Изменить размер шрифта - +

И снова я повторяю слова, услышанные от Малика.

– Ты прав. В этом вопросе никто не должен проявлять объективность. Это худшее из всех преступлений. Именно так и сказал мне Малик, когда мы впервые встретились, и теперь я знаю, что он был прав. Жертвами здесь являются невинные дети. Абсолютно не способные защитить себя.

Шон берет в руки фотографию Эванджелины Питре.

– Она вовсе не беззащитный ребенок. Ей двадцать два года.

– Ты имеешь в виду биологический возраст. – Я вновь повторяю за Маликом. – Но ты понятия не имеешь о том, что творится у нее в душе. Откуда тебе знать, может, в своем развитии она так и осталась шестилетним ребенком? В эмоциональном плане, во всяком случае.

Испустив громкий и выразительный вздох, Шон поднимается со стула и достает пиво из холодильника. Я вижу у него в руках запотевшую бутылку, и впервые за много часов мне хочется выпить.

– Я собственными руками почти загубил свою карьеру, – говорит он, вытирая рот рукавом. – Из-за нас с тобой, Кэт. Если мы поступим так, как ты хочешь, и нас поймают… мне конец.

Я молча смотрю на него.

– Ты был свободен в своем выборе. И осознанно нарушил все правила. Я никогда не просила тебя об этом. Я намерена побеседовать с Эванджелиной Питре сегодня вечером, с тобой или без тебя. Но хочу предупредить тебя, Шон… Если ты решишь перехитрить меня – вызовешь оперативную группу до того, как я буду уверена, что узнала от Питре всю правду, – я отправлюсь к твоей жене и расскажу ей обо всем, чем мы с тобой когда-либо занимались. И о том, чем только собирались заняться.

Он бледнеет на глазах.

– Ты не сделаешь этого.

– Посмотри на меня, Шон. Сделаю, и еще как.

Он смотрит на меня так, как будто видит в первый раз.

– Ты понятия не имеешь о накале страстей и эмоций, с которыми мы имеем здесь дело, – говорю я ему. – А я знаю, на что способна подвергшаяся насилию женщина, понятно тебе? И прежде чем мы бросим Эванджелину Питре на съедение волкам, я должна понять, что случилось.

Он опустошает бутылку одним долгим глотком и швыряет ее в мусорную корзину.

– Никакого прикрытия, – повторяет он. – Идиотизм!

Я испытываю неимоверное облегчение. Он все-таки пойдет со мной.

– По крайней мере, Малик мертв, – говорю я ему, поднимаясь. – Если он действительно был сообщником Питре, в чем ты, похоже, не сомневаешься, у тебя будет одной причиной для беспокойства меньше.

Шон надевает пиджак, чтобы скрыть наплечную кобуру. Потом наклоняется, вынимает маленький револьвер из кобуры на лодыжке и проверяет барабан.

– А вдруг это одна из этих женщин?
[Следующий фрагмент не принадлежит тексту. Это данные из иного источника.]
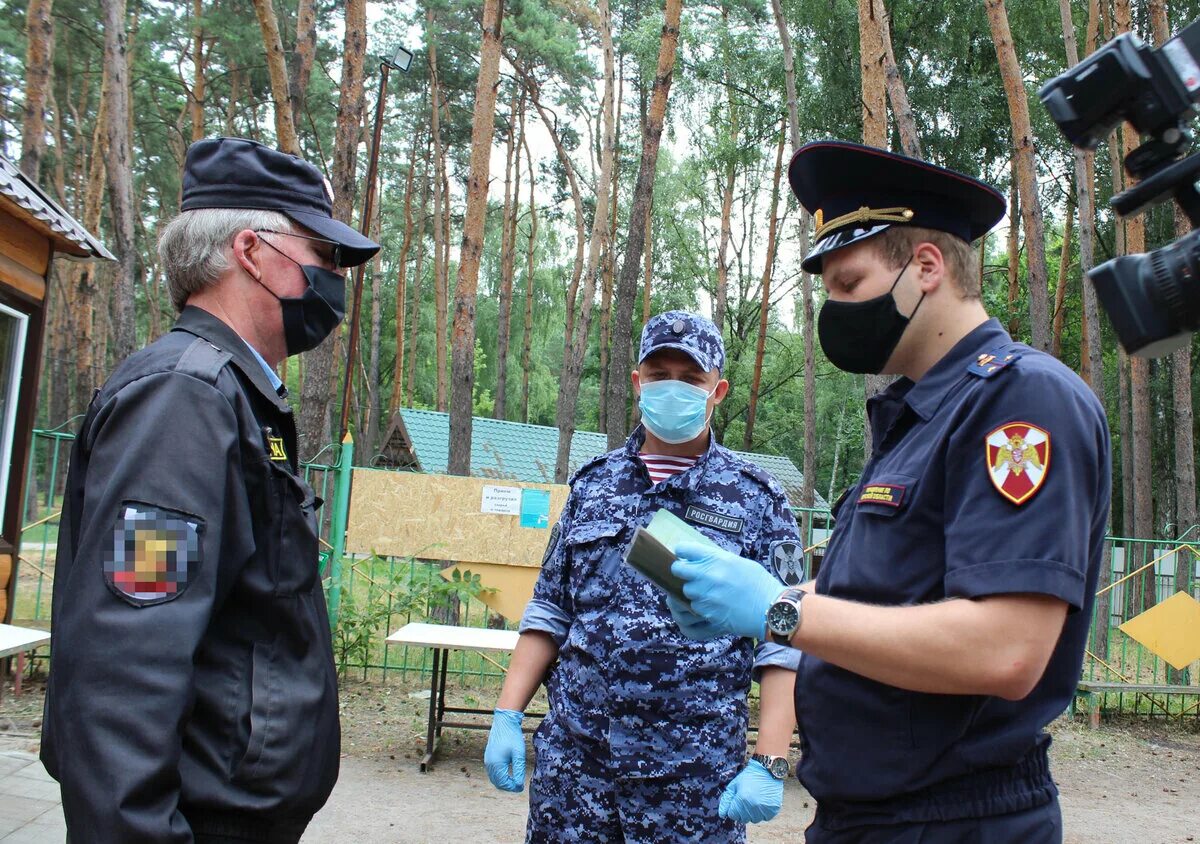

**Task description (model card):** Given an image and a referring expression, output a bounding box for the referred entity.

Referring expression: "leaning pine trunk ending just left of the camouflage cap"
[607,0,683,449]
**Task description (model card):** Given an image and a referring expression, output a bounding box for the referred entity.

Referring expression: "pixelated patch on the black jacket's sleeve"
[104,502,204,606]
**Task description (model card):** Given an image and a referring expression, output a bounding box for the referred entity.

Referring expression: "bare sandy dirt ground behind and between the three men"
[0,680,1200,844]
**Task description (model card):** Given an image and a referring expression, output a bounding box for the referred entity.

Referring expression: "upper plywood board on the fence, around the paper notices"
[346,469,570,567]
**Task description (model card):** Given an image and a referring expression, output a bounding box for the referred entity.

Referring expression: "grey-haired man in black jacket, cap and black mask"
[42,138,379,844]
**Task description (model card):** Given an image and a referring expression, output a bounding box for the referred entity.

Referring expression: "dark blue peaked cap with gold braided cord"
[787,140,1006,273]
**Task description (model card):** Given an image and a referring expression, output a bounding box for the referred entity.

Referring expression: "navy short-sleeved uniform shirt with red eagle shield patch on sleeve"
[796,319,1110,822]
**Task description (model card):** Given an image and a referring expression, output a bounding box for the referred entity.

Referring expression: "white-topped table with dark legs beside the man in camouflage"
[386,622,530,772]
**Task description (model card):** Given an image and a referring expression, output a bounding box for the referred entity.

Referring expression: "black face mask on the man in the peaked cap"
[817,258,925,375]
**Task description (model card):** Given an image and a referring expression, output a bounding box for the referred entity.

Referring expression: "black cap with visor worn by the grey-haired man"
[180,138,379,267]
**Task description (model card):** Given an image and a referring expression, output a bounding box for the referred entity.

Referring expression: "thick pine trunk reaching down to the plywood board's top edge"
[448,0,504,475]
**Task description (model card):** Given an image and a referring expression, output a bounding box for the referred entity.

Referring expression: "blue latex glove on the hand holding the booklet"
[671,543,785,639]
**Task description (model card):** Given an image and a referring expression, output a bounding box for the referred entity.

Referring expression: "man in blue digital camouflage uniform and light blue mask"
[485,311,799,844]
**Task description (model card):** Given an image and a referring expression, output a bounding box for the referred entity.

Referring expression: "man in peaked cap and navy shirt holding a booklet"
[673,140,1110,843]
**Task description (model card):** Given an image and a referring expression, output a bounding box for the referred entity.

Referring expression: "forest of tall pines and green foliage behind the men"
[0,0,1200,614]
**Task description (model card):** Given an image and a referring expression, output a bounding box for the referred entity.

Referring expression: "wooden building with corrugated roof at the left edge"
[0,156,114,622]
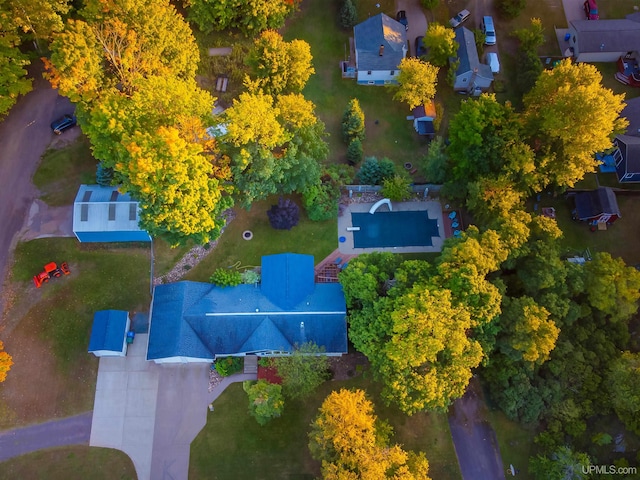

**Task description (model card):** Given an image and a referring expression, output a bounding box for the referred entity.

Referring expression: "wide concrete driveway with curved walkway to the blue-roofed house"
[89,334,257,480]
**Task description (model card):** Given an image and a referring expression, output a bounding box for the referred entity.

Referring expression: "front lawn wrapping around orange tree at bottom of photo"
[189,377,460,480]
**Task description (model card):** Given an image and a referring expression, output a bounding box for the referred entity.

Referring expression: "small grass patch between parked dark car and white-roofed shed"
[33,136,97,207]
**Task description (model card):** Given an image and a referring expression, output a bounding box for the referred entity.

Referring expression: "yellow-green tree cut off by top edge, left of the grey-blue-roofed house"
[184,0,300,36]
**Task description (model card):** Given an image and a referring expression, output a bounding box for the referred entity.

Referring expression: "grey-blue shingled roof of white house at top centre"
[353,13,407,71]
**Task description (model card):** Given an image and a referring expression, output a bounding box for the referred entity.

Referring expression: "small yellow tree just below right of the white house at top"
[389,57,439,110]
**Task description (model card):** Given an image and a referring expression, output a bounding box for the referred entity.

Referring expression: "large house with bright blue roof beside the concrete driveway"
[147,253,347,363]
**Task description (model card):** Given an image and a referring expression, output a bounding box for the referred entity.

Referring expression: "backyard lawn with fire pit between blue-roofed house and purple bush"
[185,197,338,281]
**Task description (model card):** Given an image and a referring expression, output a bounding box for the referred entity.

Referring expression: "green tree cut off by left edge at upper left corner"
[0,6,31,118]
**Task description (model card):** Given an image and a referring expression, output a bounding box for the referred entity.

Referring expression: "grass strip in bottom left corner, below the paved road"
[0,445,137,480]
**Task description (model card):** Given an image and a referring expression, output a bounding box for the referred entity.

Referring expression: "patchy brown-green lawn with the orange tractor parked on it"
[0,238,150,428]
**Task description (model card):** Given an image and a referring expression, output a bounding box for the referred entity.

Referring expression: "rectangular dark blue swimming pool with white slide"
[351,210,440,248]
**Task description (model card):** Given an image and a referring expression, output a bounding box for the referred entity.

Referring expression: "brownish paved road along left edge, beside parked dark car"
[0,61,72,313]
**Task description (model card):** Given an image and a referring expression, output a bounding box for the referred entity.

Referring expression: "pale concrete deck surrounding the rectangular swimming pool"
[338,200,450,255]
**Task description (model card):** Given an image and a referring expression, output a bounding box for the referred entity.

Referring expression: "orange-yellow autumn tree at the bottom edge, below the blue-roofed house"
[309,389,429,480]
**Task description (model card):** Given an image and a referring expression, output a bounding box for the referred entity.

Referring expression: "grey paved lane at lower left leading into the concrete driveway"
[0,412,93,462]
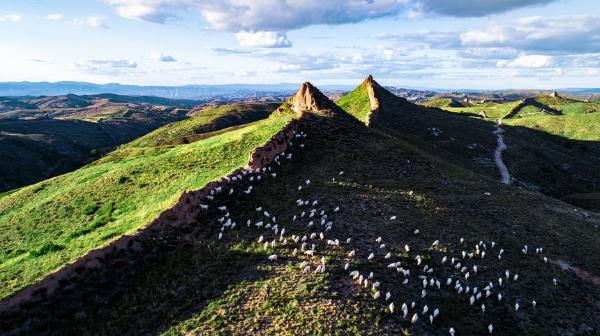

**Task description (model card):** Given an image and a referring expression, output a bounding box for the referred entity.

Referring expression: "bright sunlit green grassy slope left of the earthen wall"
[0,111,289,297]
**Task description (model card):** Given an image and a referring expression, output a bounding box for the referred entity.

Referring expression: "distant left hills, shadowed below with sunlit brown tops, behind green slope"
[0,95,202,191]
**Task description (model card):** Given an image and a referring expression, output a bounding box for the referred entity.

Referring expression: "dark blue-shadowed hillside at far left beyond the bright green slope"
[0,118,160,191]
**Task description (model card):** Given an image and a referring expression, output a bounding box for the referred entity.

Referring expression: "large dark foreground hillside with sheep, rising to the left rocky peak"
[0,84,600,335]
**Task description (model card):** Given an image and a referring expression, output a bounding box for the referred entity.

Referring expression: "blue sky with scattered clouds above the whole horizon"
[0,0,600,89]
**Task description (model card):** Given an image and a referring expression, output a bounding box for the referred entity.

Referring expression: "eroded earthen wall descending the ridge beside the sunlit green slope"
[0,120,297,310]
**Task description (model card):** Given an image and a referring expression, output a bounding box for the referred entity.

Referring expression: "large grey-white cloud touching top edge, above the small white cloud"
[104,0,408,32]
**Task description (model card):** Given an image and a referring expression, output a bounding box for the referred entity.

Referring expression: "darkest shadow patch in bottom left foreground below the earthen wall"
[0,214,280,335]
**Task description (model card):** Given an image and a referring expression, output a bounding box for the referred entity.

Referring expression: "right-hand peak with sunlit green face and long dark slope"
[338,77,600,197]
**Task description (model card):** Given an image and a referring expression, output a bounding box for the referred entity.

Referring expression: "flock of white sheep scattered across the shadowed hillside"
[199,128,558,335]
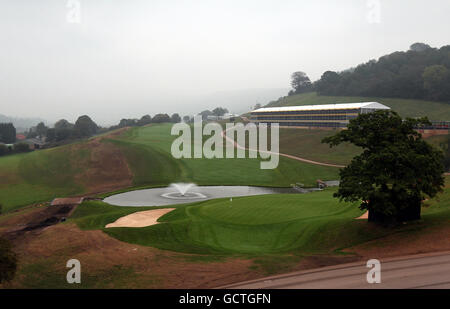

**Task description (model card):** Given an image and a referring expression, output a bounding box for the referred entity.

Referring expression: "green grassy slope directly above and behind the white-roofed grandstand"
[266,92,450,121]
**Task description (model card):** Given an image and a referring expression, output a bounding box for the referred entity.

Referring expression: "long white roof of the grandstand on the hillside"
[252,102,391,113]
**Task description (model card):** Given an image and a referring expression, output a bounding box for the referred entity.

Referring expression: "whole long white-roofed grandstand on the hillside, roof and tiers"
[250,102,390,129]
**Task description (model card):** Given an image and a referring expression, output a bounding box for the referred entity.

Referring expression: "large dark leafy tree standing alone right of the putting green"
[322,111,444,223]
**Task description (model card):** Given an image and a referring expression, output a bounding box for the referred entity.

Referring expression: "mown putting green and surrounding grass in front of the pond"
[69,173,450,255]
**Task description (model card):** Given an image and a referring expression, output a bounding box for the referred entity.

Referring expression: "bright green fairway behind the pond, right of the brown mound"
[110,124,338,187]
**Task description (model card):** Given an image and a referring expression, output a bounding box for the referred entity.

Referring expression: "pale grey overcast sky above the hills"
[0,0,450,124]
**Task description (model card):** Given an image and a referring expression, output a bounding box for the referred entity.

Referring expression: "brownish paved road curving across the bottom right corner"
[223,251,450,289]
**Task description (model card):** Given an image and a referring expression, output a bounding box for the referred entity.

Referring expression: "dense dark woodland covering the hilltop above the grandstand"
[289,43,450,103]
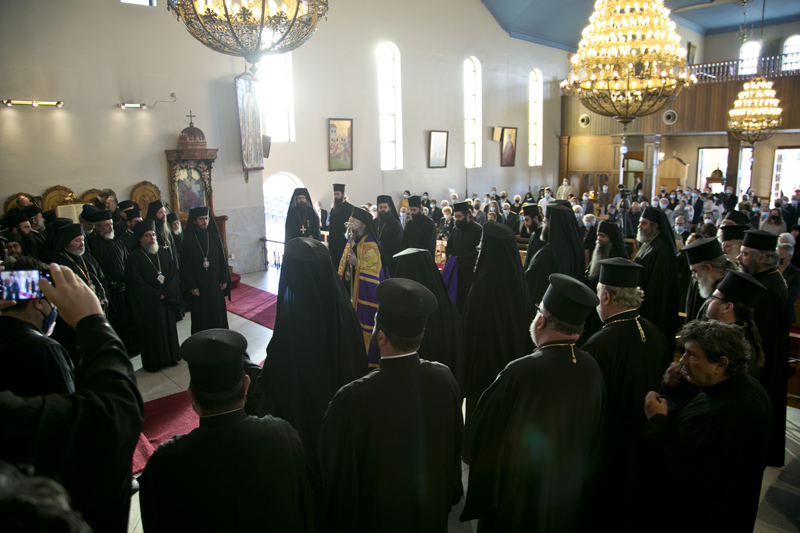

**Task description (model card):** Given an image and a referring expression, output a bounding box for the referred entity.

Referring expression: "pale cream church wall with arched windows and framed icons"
[0,0,569,272]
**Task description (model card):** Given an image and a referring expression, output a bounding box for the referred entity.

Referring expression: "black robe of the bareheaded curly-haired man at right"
[641,374,772,532]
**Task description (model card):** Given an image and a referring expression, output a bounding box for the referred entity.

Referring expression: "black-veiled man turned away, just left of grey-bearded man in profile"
[525,204,585,304]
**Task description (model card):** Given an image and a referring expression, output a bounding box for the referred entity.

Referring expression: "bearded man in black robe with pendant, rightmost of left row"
[180,207,231,334]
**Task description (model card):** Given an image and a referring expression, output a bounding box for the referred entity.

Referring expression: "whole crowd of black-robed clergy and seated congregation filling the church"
[0,180,800,531]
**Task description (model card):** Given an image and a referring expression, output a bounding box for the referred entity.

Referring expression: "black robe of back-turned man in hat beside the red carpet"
[139,409,314,532]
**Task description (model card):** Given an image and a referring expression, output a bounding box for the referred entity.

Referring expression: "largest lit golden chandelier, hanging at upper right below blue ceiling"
[561,0,697,127]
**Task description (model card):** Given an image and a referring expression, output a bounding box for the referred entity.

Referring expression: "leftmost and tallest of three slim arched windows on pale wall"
[378,41,403,170]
Или все они вместе?

– Питре живет одна. Сегодня будний день. Завтра ей идти на работу, она ничего и никого не ожидает. Мы заставим ее впустить нас, напугаем, а потом предложим свою помощь.

– А если она будет не одна?

– Мы возьмем с собой фотографии. Если мы узнаем кого-нибудь из наших женщин, то все равно войдем. Захвати с собой «глок».[27] А я положу в сумочку твой незарегистрированный револьвер. Не волнуйся, мы справимся. Все будет хорошо.

– Как я объясню твое присутствие?

– Точно так же, как и всегда, когда брал меня с собой на допросы.

Шон качает головой, но уголки его губ помимо воли изгибаются в намеке на улыбку.

– Проклятье! Мы вели себя как круглые идиоты, верно?

– Целиком и полностью с тобой согласна. Но все-таки мы остановили нескольких убийц.

Он кивает.

– Это точно. Нам удалось кое-чего добиться.

– И мы снова проделаем это сегодня вечером.